Departamento de Química Analitica, Facultad de Ciencias Bioquímicas y Farmacéuticas, Universidad Nacional de Rosario and Instituto de Química Rosario (IQUIR-CONICET), Suipacha 531, Rosario (S2002LRK), Argentina.
Anal Chem. 2010 Jun 1;82(11):4510-9. doi: 10.1021/ac100424d.

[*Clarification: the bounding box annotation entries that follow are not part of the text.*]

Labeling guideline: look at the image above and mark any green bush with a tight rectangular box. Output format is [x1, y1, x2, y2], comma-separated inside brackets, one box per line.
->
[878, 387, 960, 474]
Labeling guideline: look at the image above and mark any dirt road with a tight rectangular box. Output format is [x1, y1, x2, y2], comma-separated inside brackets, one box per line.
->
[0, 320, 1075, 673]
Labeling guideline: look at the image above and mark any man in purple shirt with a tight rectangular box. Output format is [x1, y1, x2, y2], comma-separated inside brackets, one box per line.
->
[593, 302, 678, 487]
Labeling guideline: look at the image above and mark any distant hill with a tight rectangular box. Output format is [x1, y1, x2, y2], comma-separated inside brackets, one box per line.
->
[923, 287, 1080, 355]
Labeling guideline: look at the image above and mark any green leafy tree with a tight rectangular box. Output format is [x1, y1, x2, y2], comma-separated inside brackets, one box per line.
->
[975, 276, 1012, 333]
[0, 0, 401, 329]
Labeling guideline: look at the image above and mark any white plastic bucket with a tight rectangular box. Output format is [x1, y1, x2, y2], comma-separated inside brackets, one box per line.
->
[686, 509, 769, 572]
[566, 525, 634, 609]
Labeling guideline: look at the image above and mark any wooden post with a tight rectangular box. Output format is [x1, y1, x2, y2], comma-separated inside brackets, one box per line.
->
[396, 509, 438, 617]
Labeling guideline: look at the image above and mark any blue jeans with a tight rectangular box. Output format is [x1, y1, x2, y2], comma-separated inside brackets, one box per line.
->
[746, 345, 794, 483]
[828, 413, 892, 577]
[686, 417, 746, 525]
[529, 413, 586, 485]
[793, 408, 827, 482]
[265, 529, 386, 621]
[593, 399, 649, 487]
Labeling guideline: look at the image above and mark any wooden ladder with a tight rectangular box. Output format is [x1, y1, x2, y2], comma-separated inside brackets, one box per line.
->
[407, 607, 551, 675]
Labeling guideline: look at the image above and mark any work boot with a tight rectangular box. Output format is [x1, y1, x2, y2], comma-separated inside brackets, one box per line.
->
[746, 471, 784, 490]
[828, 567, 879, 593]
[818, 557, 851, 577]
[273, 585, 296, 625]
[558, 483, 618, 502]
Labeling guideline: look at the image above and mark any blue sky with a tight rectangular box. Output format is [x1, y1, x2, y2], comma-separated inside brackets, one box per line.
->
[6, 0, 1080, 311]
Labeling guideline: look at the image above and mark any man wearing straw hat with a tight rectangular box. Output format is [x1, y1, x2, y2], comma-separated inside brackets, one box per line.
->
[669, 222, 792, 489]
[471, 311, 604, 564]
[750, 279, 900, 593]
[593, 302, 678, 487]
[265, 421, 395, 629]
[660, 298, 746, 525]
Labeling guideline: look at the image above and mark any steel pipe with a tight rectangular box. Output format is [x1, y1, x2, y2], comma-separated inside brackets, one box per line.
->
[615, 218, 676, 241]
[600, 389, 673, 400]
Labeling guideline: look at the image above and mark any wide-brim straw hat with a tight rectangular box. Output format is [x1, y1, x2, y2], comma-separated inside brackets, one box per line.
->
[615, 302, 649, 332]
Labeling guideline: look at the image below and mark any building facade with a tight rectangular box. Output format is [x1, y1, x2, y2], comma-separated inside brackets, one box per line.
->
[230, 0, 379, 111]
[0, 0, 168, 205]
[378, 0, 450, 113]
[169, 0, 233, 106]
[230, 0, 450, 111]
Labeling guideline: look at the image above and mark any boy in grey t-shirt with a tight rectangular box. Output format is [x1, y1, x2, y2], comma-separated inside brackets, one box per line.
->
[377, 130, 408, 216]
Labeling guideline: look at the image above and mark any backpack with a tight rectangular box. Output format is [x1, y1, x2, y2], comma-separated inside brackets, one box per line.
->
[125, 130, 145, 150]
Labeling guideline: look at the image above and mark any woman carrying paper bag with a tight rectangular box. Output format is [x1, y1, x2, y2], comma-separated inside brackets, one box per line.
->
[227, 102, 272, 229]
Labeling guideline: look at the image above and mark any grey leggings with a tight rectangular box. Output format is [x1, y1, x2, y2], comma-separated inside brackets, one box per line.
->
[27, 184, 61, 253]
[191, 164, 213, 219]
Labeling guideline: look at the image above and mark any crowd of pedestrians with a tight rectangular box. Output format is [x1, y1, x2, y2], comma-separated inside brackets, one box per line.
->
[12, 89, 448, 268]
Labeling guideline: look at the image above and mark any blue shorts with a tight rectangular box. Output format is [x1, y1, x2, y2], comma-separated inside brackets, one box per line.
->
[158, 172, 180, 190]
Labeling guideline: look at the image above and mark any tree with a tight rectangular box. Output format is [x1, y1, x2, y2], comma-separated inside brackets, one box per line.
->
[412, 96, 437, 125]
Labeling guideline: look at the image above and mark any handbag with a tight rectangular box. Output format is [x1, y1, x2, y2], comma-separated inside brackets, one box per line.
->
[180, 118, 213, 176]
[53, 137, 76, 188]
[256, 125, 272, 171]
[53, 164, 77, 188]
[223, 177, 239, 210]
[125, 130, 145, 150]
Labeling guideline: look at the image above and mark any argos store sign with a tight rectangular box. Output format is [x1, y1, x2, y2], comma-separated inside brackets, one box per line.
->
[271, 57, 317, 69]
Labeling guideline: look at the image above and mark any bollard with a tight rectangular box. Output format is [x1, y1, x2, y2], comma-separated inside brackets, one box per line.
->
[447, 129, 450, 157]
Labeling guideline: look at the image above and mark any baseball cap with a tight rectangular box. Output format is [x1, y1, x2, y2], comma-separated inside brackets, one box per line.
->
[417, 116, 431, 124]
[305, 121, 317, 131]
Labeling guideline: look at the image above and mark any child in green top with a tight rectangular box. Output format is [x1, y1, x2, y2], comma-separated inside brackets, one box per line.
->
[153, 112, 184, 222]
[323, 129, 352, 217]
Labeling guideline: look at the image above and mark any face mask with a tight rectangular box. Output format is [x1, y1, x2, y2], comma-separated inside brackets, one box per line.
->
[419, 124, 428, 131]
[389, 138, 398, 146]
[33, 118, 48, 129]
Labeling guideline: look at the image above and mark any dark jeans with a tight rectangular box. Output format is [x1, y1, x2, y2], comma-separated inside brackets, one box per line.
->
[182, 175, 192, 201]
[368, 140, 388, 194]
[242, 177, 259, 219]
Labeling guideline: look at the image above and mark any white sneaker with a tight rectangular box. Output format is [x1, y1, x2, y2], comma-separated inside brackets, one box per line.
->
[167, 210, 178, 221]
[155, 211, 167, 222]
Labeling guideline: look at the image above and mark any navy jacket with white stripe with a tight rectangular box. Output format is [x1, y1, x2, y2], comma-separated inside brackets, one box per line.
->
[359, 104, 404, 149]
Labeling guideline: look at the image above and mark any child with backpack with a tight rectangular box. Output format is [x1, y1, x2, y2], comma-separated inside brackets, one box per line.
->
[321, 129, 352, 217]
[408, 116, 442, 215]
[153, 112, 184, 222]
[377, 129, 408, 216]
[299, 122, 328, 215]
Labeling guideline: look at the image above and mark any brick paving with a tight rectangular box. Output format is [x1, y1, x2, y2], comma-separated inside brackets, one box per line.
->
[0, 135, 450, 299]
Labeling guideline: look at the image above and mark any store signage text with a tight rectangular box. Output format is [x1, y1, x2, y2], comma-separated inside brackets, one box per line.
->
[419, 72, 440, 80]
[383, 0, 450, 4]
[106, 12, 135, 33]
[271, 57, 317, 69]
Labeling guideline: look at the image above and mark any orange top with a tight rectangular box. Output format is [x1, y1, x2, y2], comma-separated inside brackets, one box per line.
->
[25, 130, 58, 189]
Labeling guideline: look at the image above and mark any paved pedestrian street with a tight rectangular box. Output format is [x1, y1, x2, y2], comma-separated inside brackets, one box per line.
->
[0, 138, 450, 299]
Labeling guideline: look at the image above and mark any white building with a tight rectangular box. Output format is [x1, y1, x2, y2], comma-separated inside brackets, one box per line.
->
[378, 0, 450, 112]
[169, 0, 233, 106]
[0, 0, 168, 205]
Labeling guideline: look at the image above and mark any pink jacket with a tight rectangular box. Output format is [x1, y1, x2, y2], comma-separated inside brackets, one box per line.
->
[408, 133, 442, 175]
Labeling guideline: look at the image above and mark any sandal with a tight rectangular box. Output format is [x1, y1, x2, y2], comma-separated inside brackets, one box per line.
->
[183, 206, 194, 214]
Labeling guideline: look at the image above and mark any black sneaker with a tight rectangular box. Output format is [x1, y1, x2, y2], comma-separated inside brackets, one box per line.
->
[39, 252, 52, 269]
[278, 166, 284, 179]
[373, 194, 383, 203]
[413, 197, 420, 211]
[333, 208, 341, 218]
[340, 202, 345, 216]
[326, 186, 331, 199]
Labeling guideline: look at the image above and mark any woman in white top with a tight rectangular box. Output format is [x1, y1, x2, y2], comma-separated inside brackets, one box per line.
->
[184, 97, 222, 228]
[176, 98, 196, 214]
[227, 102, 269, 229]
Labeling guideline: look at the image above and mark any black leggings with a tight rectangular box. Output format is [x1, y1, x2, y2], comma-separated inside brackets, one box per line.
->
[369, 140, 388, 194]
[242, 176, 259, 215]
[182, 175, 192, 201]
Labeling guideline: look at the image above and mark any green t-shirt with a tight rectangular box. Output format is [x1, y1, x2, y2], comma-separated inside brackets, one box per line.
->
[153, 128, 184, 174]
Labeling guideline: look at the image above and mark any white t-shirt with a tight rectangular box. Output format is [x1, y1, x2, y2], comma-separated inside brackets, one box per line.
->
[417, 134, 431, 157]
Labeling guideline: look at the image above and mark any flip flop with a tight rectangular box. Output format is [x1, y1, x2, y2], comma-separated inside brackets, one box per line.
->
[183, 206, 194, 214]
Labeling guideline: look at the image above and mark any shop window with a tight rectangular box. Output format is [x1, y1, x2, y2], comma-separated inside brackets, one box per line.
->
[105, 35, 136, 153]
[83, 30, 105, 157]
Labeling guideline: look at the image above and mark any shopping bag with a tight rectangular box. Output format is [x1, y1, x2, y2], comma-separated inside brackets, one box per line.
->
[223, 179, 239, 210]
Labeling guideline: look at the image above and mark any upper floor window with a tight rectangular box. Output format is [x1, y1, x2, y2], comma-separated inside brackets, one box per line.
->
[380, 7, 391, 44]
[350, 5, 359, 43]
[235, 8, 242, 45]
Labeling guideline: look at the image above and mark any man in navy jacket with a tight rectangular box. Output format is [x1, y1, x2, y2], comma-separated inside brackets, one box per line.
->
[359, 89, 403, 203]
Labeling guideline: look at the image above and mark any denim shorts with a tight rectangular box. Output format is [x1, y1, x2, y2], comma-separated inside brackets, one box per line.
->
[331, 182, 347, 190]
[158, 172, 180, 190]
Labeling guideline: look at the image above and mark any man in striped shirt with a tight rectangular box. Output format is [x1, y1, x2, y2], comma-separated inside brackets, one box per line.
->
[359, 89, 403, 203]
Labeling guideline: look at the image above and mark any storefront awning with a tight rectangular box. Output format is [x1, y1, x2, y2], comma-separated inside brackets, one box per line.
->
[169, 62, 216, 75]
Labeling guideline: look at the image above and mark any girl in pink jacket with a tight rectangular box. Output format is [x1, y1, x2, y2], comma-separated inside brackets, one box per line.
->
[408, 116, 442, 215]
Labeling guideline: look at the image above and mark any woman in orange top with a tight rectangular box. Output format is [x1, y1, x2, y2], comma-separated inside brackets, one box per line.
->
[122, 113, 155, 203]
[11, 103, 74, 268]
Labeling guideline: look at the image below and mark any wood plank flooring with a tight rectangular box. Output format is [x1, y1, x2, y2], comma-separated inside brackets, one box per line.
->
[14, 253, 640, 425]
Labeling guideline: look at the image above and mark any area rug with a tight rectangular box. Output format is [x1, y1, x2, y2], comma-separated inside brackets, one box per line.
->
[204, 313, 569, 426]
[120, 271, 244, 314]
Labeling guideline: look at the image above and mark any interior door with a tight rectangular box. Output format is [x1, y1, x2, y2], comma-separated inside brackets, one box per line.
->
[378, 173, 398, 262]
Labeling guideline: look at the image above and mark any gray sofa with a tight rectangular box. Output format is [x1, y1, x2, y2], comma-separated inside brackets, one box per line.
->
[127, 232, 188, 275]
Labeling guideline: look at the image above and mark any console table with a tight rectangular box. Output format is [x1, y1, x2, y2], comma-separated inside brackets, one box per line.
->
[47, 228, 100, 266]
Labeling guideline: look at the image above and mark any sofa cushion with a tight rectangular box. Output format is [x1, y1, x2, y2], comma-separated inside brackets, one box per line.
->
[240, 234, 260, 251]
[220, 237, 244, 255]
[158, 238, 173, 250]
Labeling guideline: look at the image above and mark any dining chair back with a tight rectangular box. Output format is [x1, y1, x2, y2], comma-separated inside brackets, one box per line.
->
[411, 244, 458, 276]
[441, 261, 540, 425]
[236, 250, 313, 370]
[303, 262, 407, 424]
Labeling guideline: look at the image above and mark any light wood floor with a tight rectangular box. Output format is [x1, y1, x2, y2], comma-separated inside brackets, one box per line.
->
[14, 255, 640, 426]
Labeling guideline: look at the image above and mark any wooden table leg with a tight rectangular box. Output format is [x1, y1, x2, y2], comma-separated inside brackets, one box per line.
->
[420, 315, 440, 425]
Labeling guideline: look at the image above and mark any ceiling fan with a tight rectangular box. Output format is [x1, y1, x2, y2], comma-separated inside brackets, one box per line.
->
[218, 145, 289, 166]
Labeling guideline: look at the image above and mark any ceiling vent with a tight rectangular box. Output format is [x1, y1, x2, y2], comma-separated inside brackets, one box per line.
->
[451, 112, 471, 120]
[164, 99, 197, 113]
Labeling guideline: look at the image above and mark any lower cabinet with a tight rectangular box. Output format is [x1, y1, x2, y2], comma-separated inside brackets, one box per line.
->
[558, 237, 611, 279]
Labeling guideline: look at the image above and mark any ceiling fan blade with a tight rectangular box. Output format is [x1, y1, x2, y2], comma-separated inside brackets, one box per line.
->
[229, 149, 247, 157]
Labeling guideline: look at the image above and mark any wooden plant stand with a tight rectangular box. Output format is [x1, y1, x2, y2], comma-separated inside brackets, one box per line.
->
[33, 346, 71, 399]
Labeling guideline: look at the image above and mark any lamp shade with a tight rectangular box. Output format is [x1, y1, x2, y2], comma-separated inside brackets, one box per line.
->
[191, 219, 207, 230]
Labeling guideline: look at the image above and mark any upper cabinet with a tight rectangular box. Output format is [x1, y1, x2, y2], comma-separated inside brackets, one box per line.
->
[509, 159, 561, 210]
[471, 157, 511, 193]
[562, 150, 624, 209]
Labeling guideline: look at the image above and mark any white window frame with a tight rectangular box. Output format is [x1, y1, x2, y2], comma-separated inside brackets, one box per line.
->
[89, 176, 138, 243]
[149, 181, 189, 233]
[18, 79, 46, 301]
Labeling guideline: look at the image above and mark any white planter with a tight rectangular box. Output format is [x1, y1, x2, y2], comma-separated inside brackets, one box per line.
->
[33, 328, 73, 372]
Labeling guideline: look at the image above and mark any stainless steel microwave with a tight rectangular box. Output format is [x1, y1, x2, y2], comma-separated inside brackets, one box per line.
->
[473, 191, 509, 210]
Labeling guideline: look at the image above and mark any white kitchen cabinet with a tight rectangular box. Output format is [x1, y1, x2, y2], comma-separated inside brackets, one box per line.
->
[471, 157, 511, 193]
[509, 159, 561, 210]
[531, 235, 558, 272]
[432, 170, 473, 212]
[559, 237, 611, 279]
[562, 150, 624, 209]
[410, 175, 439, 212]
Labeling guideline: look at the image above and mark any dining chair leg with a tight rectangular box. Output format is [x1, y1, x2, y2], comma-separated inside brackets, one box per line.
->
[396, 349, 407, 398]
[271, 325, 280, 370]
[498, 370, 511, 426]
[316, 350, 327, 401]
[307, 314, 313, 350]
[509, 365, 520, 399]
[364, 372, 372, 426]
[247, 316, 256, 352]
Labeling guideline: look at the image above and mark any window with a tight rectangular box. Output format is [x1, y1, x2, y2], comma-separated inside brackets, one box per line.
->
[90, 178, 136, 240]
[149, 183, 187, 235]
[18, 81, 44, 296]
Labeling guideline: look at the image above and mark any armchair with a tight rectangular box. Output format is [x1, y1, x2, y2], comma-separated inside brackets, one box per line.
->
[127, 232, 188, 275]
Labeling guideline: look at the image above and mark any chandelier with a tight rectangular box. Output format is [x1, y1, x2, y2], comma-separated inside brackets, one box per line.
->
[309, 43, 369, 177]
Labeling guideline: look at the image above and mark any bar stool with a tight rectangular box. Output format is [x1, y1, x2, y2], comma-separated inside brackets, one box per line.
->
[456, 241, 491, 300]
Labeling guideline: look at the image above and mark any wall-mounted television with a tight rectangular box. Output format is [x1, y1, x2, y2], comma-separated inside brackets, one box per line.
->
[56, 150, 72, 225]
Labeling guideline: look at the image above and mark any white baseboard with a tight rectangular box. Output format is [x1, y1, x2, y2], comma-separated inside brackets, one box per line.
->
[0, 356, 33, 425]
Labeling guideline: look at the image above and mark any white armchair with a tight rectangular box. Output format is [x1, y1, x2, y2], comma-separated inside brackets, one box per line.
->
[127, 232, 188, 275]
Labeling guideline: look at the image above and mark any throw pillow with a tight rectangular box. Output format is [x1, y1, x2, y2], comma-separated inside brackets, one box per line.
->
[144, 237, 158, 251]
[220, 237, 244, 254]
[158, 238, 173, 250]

Analyte quantitation can be achieved from second-order data in the presence of uncalibrated components using multivariate calibration methods such as partial least-squares with residual bilinearization. However, the latter fails under conditions of identical profiles for interfering agents and calibrated components in one of the data dimensions. To overcome this problem, a new residual bilinearization procedure for linear dependency is here introduced. Simulated data show that the new model can conveniently handle the studied analytical problem, with a success comparable to multivariate curve resolution-alternating least-squares and also comparable to a version of parallel factor analysis adapted to cope with linear dependencies. The new approach has also been applied to two experimental examples involving the determination of the antibiotic ciprofloxacin in (1) urine samples from lanthanide-sensitized excitation-time decay matrixes and (2) serum samples from a novel second-order signal based on the time evolution of chemiluminescence emission. The results indicate good analytical performance of the new procedure toward the analyte in comparison with the classical approaches.
可以使用多元校准方法(如带有残差双线性化的偏最小二乘法)从存在未校准成分的二阶数据中定量分析分析物。然而,当数据维度之一中的干扰剂和校准成分的轮廓相同时,后者会失败。为了克服这个问题,这里引入了一种新的用于线性相关性的残差双线性化程序。模拟数据表明,新模型可以方便地处理所研究的分析问题,其成功率可与多元曲线分辨率交替最小二乘法相媲美,也可与适应处理线性相关性的并行因子分析的一个版本相媲美。该新方法还应用于两个实验实例,涉及(1)从镧系元素敏化激发时间衰减矩阵中的尿液样本中测定抗生素环丙沙星,以及(2)基于化学发光发射时间演变的新型二阶信号的血清样本。结果表明,与经典方法相比,该新程序对分析物具有良好的分析性能。